# What is the side length of the smallest square containing $n$ dominoes with short side lengths $1,2,\dots,n$?

Erich Friedman has collected solutions and notes:

All of these are probably optimal, except for possibly n=20.

But by adding the domino areas, one gets:

$$A=\frac{20(20+1)(2\cdot20+1)}3=5740$$

So the side length must be at least $\lceil\sqrt A\rceil=76$, as given. Is it really that simple or have I misunderstood something?

What (better) lower and upper bound can be given for the general case of $n$ consecutive dominoes?

Edit: Ah, it does not say anywhere that the sides of the dominoes have to be parallel to a side of the square. So I have no proof that the solution is optimal. Got it.

## 1 Answer

what?
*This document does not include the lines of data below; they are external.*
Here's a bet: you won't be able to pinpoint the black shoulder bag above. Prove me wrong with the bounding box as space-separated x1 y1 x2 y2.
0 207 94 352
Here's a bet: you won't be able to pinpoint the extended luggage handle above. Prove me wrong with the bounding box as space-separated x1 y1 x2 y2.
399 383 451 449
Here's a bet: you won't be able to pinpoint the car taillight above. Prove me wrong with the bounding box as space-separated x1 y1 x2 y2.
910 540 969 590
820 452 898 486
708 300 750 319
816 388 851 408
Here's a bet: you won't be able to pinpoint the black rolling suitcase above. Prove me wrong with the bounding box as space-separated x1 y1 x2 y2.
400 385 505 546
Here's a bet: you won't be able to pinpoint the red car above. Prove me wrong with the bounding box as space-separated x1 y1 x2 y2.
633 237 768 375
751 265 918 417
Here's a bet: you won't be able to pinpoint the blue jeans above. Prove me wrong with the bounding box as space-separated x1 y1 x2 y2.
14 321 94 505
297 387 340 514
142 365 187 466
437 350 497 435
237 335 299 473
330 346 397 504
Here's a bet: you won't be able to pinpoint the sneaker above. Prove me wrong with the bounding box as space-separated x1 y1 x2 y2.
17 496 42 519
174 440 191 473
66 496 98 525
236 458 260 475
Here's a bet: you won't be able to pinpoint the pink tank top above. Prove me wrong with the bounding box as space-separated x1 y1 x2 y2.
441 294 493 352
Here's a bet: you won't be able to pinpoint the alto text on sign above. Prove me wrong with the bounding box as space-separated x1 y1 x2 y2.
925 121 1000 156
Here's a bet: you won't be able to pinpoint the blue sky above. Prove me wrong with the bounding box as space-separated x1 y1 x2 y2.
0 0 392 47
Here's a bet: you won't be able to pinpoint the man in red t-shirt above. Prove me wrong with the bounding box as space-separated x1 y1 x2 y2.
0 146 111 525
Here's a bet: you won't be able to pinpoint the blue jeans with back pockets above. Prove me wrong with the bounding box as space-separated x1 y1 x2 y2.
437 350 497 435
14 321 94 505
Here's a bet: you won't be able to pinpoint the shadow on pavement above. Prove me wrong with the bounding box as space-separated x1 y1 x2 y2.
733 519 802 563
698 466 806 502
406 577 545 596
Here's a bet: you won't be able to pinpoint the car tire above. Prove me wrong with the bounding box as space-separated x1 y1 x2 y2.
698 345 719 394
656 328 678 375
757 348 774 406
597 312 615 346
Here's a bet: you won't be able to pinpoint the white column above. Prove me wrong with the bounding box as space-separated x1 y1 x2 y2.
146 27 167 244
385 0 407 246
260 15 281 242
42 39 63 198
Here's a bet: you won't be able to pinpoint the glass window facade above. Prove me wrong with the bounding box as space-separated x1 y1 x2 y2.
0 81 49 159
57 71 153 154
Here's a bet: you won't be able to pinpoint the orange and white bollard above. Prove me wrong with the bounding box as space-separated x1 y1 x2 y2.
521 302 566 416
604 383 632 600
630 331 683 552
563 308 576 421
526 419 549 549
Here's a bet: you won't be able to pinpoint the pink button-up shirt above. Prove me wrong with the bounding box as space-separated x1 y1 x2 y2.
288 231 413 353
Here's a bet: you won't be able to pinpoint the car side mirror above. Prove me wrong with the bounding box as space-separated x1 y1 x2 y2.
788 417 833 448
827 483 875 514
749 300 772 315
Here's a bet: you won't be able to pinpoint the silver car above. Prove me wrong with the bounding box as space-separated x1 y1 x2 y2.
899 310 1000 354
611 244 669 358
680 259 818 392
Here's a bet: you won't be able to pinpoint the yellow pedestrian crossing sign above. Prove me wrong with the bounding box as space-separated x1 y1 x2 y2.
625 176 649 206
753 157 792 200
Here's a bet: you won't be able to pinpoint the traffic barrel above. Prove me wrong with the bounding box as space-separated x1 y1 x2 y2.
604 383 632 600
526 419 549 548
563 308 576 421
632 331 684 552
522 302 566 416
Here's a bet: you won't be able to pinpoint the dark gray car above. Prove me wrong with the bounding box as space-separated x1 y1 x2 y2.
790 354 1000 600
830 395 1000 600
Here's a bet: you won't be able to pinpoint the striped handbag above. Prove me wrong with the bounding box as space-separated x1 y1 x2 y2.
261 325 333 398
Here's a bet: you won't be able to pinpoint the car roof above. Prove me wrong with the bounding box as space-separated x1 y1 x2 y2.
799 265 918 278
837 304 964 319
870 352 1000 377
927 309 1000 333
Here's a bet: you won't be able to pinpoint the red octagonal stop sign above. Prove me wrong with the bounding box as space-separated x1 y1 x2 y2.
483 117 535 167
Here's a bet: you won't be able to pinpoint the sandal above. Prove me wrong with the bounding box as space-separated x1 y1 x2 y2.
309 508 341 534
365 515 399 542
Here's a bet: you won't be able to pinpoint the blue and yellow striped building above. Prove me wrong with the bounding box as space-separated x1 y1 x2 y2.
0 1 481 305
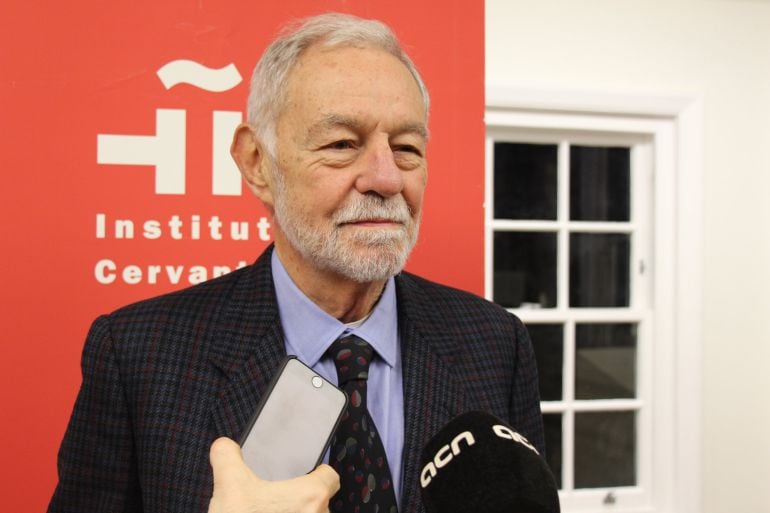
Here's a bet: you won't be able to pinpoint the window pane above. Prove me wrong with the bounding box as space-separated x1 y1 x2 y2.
575 323 636 399
527 324 564 401
575 411 636 488
569 146 631 221
568 233 631 307
543 413 561 488
492 232 556 308
494 142 556 219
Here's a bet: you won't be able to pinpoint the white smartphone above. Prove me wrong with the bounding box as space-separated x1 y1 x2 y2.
240 356 347 481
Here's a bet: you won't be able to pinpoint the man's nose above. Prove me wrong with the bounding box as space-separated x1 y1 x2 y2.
356 143 404 198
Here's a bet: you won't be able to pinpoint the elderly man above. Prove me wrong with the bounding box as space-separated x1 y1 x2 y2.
49 14 543 513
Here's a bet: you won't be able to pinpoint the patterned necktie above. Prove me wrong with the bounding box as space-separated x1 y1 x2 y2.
328 335 398 513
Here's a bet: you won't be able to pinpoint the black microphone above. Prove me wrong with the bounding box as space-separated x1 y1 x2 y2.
420 411 560 513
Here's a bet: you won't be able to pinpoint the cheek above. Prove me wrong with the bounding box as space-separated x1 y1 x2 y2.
402 172 426 213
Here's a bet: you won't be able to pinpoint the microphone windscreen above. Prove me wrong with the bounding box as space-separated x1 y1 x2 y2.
420 412 560 513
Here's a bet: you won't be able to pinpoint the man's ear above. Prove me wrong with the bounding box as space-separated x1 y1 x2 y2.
230 123 274 211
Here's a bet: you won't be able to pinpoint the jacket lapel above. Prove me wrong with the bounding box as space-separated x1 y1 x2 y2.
397 275 468 513
209 249 286 440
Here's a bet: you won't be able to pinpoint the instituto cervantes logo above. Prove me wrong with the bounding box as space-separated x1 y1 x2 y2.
94 60 270 285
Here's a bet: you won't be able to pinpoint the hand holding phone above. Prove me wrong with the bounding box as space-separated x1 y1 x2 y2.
240 356 347 480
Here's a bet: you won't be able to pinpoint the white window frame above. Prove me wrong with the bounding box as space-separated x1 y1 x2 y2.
485 86 703 513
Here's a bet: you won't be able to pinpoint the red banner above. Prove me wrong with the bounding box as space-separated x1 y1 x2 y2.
0 0 484 512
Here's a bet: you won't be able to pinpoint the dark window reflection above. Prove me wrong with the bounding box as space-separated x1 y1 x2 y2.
568 233 631 307
492 232 556 308
569 146 631 221
494 142 557 219
527 324 564 401
543 413 562 488
575 323 636 399
575 411 636 488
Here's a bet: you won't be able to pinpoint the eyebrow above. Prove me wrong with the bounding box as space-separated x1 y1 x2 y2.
307 114 428 141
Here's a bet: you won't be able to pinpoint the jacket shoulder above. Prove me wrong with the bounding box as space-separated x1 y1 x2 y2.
396 272 523 336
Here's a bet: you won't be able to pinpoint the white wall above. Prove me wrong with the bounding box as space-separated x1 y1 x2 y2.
486 0 770 513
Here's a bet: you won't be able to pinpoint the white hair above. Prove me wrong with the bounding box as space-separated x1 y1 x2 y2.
246 13 430 162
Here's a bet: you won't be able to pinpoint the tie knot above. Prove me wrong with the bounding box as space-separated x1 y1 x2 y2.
328 335 374 386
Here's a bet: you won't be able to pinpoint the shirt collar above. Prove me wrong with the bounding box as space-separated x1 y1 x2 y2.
271 251 398 367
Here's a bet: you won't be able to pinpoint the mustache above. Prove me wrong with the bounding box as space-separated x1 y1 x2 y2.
333 195 412 225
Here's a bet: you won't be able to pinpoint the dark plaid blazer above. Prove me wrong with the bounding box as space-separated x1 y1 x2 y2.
48 246 543 513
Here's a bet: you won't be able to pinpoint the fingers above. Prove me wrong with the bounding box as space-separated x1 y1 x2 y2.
209 437 246 483
308 465 340 497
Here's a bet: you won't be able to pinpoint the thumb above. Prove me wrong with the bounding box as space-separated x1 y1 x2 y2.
304 464 340 497
209 437 248 486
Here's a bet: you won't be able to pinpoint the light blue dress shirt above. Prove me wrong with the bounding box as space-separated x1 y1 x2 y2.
272 251 404 506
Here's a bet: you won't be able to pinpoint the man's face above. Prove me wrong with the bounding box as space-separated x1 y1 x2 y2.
273 43 427 282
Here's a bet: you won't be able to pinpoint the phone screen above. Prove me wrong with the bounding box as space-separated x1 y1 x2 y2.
241 357 347 480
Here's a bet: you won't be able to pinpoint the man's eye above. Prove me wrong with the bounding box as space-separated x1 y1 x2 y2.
326 140 354 150
393 144 422 156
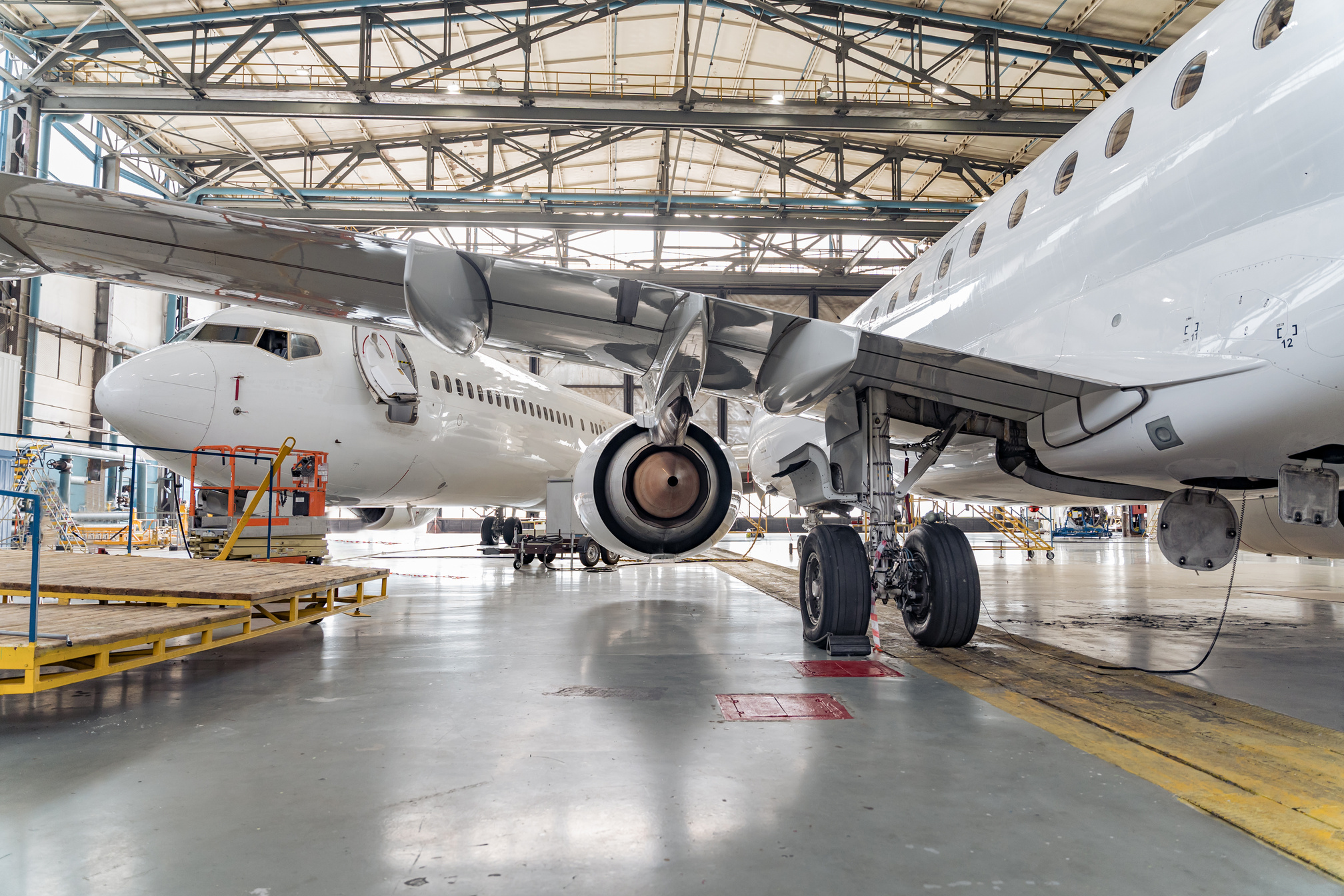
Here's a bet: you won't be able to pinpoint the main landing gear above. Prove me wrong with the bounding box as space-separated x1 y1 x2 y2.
799 523 980 647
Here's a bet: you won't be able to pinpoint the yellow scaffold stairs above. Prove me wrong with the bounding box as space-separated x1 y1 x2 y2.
967 504 1053 551
13 442 89 552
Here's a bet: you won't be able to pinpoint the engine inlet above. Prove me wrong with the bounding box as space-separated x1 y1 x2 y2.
631 451 700 520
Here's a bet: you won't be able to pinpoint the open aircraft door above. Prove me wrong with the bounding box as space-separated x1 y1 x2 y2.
355 327 419 423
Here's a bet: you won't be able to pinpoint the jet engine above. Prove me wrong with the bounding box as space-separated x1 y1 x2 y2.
574 421 742 560
351 505 438 532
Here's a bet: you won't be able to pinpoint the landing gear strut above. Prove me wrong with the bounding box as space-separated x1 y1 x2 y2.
799 388 980 647
799 525 869 643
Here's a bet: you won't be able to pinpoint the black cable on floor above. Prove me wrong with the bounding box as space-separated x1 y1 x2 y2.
1097 491 1246 676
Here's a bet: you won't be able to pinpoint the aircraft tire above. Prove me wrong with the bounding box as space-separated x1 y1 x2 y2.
799 524 872 643
902 523 980 647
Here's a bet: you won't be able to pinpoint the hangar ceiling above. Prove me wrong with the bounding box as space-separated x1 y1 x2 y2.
0 0 1217 281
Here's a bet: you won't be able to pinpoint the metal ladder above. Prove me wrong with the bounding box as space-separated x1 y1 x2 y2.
13 442 89 553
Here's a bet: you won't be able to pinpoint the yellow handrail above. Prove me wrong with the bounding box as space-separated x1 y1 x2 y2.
215 435 295 560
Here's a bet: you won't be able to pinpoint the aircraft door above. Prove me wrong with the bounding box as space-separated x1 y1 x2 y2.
355 327 419 423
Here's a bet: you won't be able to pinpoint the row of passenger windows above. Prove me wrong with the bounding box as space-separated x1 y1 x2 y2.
868 0 1294 321
429 371 606 435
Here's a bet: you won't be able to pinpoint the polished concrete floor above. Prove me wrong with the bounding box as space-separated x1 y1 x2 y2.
0 536 1344 896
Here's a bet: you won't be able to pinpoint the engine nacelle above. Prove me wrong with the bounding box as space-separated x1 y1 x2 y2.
351 505 438 532
574 421 742 560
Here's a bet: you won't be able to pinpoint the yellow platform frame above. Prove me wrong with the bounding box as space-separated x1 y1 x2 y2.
0 576 387 695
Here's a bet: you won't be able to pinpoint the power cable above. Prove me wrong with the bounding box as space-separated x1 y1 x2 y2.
981 491 1246 676
1097 490 1246 676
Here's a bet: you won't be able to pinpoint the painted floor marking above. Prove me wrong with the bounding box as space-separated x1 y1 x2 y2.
711 560 1344 880
715 693 853 721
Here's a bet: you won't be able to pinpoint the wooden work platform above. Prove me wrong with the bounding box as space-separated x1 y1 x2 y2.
0 551 389 695
0 551 389 609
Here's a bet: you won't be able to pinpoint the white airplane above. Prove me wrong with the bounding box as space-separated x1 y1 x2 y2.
0 0 1344 646
95 307 626 540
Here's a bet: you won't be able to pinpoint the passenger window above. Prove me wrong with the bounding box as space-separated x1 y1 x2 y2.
1255 0 1293 50
191 324 261 345
289 333 323 360
967 225 985 258
1172 53 1208 109
1106 109 1135 159
1008 189 1027 230
1055 153 1078 196
257 329 289 357
168 327 196 343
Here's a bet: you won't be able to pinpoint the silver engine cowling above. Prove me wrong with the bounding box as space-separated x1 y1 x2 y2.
351 505 438 532
574 419 742 560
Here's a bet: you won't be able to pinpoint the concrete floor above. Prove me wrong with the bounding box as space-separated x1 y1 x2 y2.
0 536 1344 896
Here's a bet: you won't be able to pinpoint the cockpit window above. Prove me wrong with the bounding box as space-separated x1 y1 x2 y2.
289 333 322 360
1255 0 1293 50
257 329 289 357
191 324 261 345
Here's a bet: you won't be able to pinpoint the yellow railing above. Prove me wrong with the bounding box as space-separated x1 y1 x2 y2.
967 504 1049 551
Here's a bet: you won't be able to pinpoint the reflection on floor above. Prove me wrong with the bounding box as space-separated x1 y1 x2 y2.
725 536 1344 731
0 533 1344 896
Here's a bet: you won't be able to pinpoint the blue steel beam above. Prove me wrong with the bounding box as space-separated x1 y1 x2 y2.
181 187 979 216
24 0 1160 57
49 13 1156 81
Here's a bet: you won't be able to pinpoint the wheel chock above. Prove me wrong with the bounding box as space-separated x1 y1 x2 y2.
827 634 872 657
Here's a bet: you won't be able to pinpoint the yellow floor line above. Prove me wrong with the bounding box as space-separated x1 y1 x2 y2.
711 557 1344 880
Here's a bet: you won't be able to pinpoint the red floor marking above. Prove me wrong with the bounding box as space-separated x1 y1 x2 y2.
715 693 853 721
793 659 905 679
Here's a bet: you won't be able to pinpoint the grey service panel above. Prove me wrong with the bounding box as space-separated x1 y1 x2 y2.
545 479 586 535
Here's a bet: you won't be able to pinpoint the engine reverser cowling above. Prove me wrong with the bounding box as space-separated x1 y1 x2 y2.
574 421 742 560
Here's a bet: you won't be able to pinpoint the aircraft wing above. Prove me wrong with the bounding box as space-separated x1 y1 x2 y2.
0 175 1144 445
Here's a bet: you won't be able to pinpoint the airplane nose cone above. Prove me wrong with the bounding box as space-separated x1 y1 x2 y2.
94 345 217 449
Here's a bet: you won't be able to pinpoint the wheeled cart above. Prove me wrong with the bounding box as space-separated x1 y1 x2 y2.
500 531 621 569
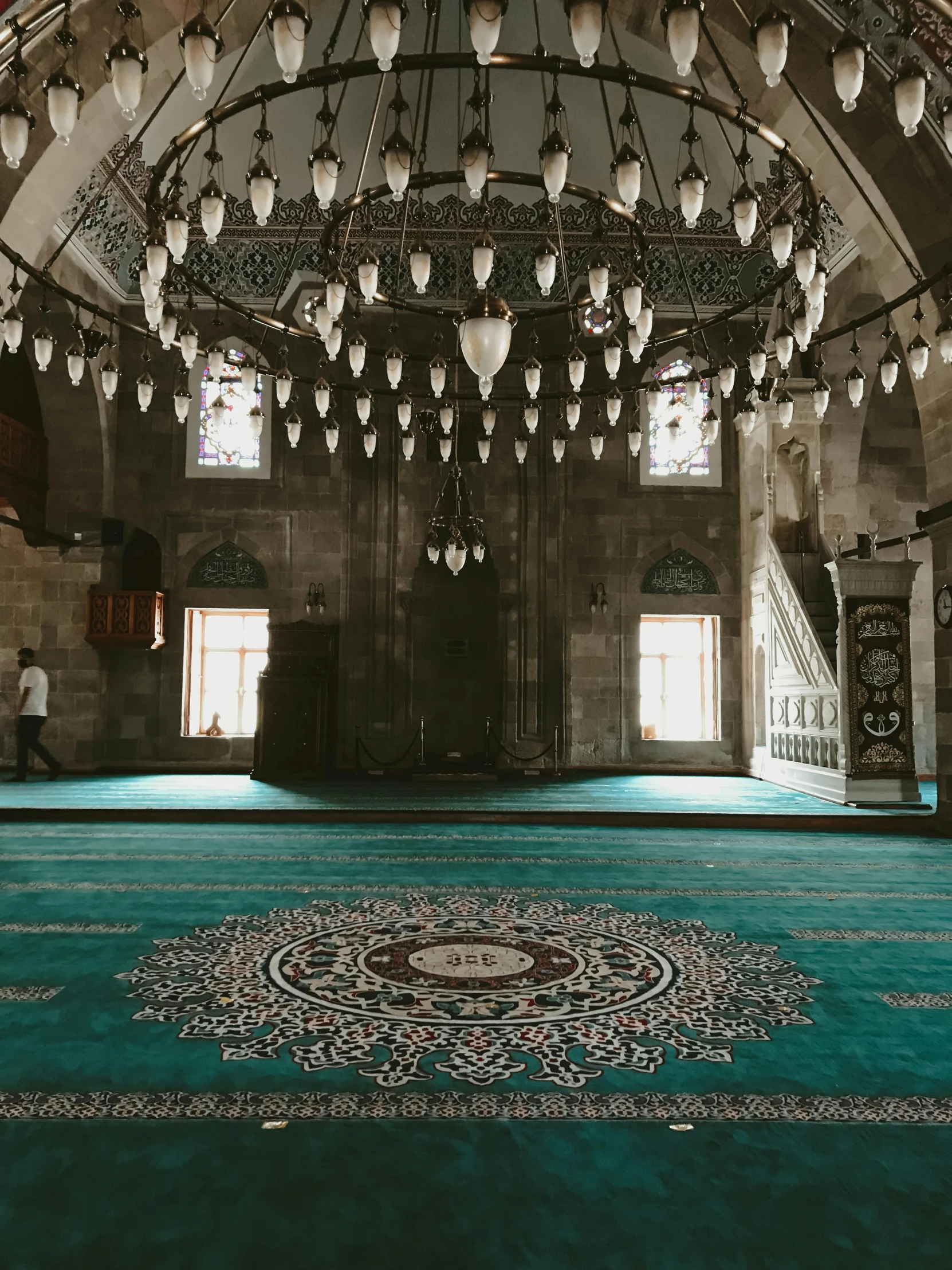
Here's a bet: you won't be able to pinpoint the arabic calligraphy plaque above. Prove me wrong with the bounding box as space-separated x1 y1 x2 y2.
187 542 268 590
844 597 915 776
641 547 717 595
There's a gap in the numbers (and there are clearly some white spaces in the drawing)

Prelude> sum [ 2*k^2 |k<-[1..20] ]
5740
Prelude> 76^2
5776


I fail to see why the problem is interesting.

I like much better the first part of Problem D5 in Croft/Falconer/Guy: Unsolved Problems in Geometry: pack rectangles $(1/n, 1/(n+1))$ into the unit square. (This can only work if there are no gaps, because the sum of the areas is 1.)